I'm so glad the author included something about the importance of fostering language skills. The long term effect of talk within families was most carefully documented by Hart & Risley in one of my favorite books, Meaningful Differences in the Everyday Experience of Young American Children (reprinted in 2002). Their methodology was painstaking; their results fascinating and really important. Here's a small example of their findings:

In professional families, children heard an average of 2,153 words per hour, while children in working class families heard an average of 1,251 words per hour, and children in welfare families heard an average of 616 words per hour. Extrapolated, this means that in a year children in professional families heard an average of 11 million words, while children in working class families heard an average of 6 million words, and children in welfare families heard an average of 3 million words. By kindergarten, a child from a welfare family could have heard 32 million words fewer than a classmate from a professional family.

These differences can have a huge impact on children's vocabularies and literacy preparedness. If you haven't read this book yet, consider it among your professional book choices for 2007, and check out Todd Risley on a Reading Rockets webcast called From Babbling to Books.

Comments

Thank you both! As an individual who works with children and has children in my life, I clearly see the impact that early language development has on them. Instead of brining language and conversation "down" to a low level, let us begin to bring our children and students "up" to a higher level of communication and cognition!

Thanks for your comment Lorraine, and I love your basket idea! I'm sure those tender moments are ones you'll remember forever!

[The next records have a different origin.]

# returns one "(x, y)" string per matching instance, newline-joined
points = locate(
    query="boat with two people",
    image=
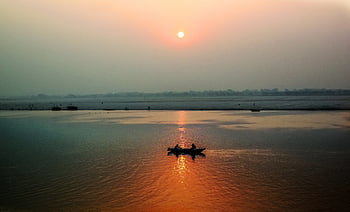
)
(193, 151)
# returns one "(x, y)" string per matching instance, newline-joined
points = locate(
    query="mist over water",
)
(117, 161)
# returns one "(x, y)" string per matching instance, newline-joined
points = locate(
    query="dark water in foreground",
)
(117, 161)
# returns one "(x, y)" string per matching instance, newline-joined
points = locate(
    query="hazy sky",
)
(100, 46)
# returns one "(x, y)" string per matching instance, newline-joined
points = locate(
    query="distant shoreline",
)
(307, 103)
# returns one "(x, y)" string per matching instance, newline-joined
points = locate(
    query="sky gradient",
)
(101, 46)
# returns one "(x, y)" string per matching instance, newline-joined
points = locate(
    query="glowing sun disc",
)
(180, 34)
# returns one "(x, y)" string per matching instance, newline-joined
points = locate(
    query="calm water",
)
(117, 161)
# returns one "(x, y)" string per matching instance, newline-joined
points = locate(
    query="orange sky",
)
(94, 46)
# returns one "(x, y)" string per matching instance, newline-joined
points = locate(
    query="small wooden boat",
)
(186, 150)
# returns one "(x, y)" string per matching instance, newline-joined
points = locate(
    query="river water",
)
(117, 161)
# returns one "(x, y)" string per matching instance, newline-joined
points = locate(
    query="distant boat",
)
(183, 151)
(72, 107)
(56, 108)
(186, 150)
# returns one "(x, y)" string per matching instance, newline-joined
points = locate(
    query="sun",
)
(180, 34)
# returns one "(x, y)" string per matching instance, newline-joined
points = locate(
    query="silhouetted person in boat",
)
(193, 146)
(177, 146)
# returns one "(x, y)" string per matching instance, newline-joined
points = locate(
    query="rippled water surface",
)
(117, 161)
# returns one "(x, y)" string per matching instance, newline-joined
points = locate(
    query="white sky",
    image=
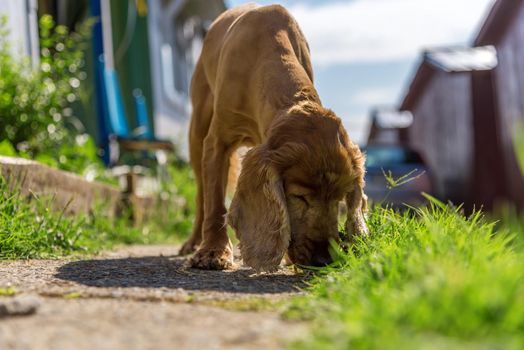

Talking to your baby is vitally important. I think it's beneficial to make the communication relevant. It's also important to speak in sentences. For instance, if you're in the yard with Baby, show and talk about the color and aroma of a specific flower. Notice the bird flying in the blue sky. Talk about its movement while you point and look. Put Baby close to you when you are doing dishes, the laundry or cooking. Talk to Baby about what you are doing. While bathing Baby, talk about the soap, the feel of water, the rubber ducky, toes, and more. And one last point, laugh and talk with a smile. I guarantee you will both love these experiences in communication. When my first born was a baby, I lined a basket that she could sit in. During her "awake time" I carried her around with me. I put her on the kitchen counter while I was working, near the bed while I made it. When she was 18 months, folks often asked about her age because we were communicating in full sentences. I never thought much about it then, but now I know why it happened. Turn the TV off and enjoy Baby!